More Upside for Coca-Cola Shares Down the Road?

A recent survey by Interbrand, a leading brand consulting firm, awarded top brand honors to Coca-Cola Co. (NYSE: KO). Should this come as any surprise? Perhaps not. But what is surprising is that a new related product appears to be breathing new life into the firm’s more mature markets, while the company continues to expand at an impressive clip in faster-growing emerging markets.

Just recently, Coca-Cola’s home market was seen as a liability that was dragging down more compelling growth prospects overseas, especially in the high-growth BRIC (Brazil, Russia, India, China) countries and those quickly developing a new class of mass consumers. But then, almost completely out of nowhere, Coke Zero came along. The zero-calorie take on the company’s flagship beverage pushed volume growth up a couple of percent in North America — a notable reversal of an extended period of flat volume trends.

Second quarter results released late in July saw total worldwide volume increase +5% — even ahead of even the company’s own expectations. Volumes led by the flagship Coca-Cola brand grew +5% as well.

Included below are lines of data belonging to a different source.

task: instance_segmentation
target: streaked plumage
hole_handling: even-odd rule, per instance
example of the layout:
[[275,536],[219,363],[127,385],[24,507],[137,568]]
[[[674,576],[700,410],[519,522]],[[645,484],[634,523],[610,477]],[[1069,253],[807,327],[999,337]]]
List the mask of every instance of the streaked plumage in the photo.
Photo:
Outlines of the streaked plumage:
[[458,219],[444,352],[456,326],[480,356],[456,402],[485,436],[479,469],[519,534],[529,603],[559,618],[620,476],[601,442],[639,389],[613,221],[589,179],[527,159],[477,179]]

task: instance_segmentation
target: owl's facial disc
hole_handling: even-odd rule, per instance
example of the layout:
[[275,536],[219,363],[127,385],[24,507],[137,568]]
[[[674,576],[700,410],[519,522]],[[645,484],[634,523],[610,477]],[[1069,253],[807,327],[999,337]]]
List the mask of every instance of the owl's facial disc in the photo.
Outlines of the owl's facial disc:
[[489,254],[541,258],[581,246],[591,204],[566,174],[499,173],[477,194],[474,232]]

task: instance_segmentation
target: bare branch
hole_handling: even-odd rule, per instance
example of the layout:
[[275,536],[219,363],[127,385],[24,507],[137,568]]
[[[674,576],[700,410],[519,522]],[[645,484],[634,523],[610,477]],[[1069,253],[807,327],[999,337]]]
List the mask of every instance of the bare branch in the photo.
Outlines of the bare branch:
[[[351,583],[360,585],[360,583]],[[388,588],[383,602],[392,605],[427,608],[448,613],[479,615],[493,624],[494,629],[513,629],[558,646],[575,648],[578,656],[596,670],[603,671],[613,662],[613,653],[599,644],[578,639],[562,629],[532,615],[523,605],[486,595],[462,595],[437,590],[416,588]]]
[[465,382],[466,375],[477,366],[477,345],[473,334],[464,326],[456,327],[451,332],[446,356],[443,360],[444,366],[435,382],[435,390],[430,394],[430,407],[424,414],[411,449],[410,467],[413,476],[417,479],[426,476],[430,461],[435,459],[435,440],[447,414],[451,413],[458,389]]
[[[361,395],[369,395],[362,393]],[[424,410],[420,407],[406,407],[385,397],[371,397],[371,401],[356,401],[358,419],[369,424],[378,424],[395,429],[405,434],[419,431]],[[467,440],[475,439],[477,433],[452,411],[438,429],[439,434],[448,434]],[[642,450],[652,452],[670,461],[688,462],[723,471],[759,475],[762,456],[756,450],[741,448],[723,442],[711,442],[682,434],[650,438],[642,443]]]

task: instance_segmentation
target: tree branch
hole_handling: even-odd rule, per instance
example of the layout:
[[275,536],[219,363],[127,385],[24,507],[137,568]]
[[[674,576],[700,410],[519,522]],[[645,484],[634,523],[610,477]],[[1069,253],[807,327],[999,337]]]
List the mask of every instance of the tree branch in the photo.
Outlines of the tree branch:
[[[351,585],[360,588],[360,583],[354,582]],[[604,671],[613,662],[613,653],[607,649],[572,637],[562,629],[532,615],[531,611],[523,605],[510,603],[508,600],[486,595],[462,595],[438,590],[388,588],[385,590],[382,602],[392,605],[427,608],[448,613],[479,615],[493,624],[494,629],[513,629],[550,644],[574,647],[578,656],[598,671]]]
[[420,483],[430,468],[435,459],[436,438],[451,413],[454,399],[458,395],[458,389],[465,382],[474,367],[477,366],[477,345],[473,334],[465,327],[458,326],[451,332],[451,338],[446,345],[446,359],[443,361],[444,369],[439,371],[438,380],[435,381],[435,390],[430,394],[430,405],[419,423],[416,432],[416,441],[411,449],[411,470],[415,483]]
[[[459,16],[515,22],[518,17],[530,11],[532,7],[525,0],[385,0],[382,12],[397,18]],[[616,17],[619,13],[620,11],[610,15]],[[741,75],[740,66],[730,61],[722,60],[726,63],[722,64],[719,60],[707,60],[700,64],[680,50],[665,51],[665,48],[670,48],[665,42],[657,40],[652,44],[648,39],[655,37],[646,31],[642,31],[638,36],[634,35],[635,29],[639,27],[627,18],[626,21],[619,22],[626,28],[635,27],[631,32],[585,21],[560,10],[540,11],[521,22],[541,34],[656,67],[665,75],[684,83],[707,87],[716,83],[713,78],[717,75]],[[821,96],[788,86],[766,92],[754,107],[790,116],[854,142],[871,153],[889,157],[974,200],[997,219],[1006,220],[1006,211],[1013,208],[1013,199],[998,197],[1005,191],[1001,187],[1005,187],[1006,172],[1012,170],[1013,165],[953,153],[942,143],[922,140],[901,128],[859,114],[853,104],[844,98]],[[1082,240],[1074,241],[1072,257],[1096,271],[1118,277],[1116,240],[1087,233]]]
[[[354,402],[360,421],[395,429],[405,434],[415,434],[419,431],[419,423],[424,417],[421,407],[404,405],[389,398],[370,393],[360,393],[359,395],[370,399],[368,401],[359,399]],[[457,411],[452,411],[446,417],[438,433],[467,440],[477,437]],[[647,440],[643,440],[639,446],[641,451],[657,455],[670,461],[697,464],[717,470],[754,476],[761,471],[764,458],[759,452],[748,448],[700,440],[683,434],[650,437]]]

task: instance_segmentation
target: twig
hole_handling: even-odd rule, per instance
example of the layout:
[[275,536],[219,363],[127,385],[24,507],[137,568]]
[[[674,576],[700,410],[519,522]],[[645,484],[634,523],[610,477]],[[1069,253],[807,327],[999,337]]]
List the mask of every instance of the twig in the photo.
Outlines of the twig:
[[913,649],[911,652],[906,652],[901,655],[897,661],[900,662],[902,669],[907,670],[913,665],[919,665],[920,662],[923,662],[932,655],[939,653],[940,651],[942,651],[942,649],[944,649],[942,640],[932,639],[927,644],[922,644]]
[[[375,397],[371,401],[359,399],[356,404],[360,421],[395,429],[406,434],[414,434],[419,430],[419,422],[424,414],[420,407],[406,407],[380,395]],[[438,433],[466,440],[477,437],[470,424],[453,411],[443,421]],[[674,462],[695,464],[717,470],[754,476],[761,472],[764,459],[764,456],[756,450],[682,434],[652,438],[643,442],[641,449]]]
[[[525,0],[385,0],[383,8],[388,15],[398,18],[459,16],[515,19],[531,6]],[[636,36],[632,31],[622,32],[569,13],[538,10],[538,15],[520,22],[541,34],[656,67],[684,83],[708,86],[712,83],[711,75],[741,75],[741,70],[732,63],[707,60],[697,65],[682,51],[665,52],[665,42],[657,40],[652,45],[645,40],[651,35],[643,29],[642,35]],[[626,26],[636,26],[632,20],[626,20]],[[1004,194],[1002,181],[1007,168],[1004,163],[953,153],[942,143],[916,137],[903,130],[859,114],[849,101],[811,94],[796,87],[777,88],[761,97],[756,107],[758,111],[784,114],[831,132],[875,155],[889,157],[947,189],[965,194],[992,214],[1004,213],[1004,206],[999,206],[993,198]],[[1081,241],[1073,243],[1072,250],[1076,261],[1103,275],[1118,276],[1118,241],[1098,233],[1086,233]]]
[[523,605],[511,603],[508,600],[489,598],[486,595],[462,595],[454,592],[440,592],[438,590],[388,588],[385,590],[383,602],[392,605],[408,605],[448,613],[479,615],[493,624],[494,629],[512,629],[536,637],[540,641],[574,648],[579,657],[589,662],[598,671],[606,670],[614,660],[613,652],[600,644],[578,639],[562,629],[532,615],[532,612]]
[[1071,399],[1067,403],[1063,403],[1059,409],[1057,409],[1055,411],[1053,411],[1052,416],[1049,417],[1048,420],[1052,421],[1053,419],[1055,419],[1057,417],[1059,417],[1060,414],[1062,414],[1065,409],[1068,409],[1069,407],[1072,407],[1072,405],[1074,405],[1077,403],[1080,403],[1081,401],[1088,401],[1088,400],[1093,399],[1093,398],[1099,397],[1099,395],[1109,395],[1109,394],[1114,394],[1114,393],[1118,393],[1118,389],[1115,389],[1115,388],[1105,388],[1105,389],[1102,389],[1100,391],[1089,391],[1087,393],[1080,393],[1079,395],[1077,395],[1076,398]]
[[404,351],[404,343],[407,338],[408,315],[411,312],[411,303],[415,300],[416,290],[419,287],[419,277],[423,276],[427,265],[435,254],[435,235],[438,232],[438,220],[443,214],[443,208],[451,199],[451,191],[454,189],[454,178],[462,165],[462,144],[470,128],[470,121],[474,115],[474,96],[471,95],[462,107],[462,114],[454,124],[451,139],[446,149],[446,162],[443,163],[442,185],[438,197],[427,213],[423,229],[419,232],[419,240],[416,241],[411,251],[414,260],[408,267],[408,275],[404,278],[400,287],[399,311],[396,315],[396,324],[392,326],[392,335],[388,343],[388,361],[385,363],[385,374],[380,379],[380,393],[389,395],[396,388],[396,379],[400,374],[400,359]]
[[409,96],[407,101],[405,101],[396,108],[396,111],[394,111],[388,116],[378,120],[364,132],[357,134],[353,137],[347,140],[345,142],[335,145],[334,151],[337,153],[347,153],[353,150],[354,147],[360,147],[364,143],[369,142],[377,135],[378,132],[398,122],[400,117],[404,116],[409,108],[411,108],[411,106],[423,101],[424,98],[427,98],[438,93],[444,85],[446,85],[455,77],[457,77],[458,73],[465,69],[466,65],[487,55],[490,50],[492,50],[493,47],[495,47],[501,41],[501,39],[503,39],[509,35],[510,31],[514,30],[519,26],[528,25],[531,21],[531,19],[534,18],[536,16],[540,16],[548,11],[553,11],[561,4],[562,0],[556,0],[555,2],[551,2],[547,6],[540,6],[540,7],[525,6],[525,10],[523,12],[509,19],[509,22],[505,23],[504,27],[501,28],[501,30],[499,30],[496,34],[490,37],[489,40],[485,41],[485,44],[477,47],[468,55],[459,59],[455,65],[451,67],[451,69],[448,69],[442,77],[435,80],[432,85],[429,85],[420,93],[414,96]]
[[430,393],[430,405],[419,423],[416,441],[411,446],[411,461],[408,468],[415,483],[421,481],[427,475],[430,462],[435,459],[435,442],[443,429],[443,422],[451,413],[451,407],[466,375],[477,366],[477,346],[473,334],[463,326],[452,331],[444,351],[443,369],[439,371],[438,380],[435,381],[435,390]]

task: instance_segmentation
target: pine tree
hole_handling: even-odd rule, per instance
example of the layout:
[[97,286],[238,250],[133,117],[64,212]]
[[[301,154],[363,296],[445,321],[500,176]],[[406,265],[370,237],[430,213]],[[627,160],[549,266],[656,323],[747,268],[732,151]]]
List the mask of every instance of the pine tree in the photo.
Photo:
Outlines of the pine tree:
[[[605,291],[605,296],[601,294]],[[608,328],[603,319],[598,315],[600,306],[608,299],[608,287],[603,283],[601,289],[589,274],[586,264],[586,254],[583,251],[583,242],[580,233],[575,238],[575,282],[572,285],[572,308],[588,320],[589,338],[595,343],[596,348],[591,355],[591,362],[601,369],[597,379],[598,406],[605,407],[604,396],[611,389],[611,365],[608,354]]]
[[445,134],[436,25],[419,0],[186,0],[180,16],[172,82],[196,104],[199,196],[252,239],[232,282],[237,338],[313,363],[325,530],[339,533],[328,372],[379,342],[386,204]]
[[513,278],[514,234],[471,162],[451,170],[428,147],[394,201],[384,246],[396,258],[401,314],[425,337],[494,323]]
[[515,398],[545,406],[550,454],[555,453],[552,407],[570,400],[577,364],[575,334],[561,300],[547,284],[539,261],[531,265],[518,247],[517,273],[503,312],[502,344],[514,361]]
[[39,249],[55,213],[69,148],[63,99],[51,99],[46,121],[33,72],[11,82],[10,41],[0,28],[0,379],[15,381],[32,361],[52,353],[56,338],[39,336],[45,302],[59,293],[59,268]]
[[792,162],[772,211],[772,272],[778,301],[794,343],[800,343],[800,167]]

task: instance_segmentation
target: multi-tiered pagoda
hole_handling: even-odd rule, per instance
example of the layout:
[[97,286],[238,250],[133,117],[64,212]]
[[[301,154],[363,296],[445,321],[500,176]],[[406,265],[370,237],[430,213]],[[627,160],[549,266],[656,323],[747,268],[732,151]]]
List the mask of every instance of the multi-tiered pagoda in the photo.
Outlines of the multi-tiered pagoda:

The Interbrand survey cited above placed a $68.7 billion value on the Coca-Cola brand. This name recognition effectively allows the company to sell its sugary water across the world for a hefty premium to other rivals. A vast distribution network and a 124-year history provides billions of consumers the ability to purchase a product they can trust.

This brand recognition has been quite lucrative for shareholders. The current dividend yield of about 3.1% is above the market average, and has increased for 48 consecutive years. More recently, earnings have grown more than +11% annually during the past decade.

Sluggish sales growth earlier this decade means that the top-line has expanded at less than +5% each year over the past 10 years, but as I mentioned, growth trends are picking up. The release of Coke Zero has proved to be a surprising success — another product in Coca-Cola’s 3,300 beverage arsenal.

Strong second quarter results pushed Coke’s stock price near its 52-week highs, but the shares still trades at a reasonable forward multiple of 16 times expected earnings. This isn’t a rock-bottom multiple, but it is fair for a company that posted net profit margins in excess of 22% and returns on invested capital close to 30% last year.

The $4 billion-plus in free cash flow generated each year is used to repurchase shares, pay and grow the dividend, and for bolt-on acquisitions. The acquisition of Glaceau and its coveted Vitaminwater and Smartwater products in 2007 was a savvy move. Expect the company to have its sights set on acquiring overseas brands to supplement more stabled trade names going forward.

Action to Take —> With a current market capitalization of $130 billion, it’s difficult to see Coke growing at a rapid clip going forward. However, if it’s consistency and income you crave, then it’s hard to argue against Coca-Cola’s shares.

In the coming years, Coca-Cola will likely continue leveraging single-digit sales growth into double-digit profit improvements — just as it has for years. The downside protection is that the company’s products are proven to be recession-resistant. Sales only took a slight dip between 2008 and 2009, but management was able to reign in costs to keep earnings and cash flow moving in the right direction. The wind is now at its back as an improving economy, overseas growth, and the success of Coke Zero and other products have ignited near-term momentum.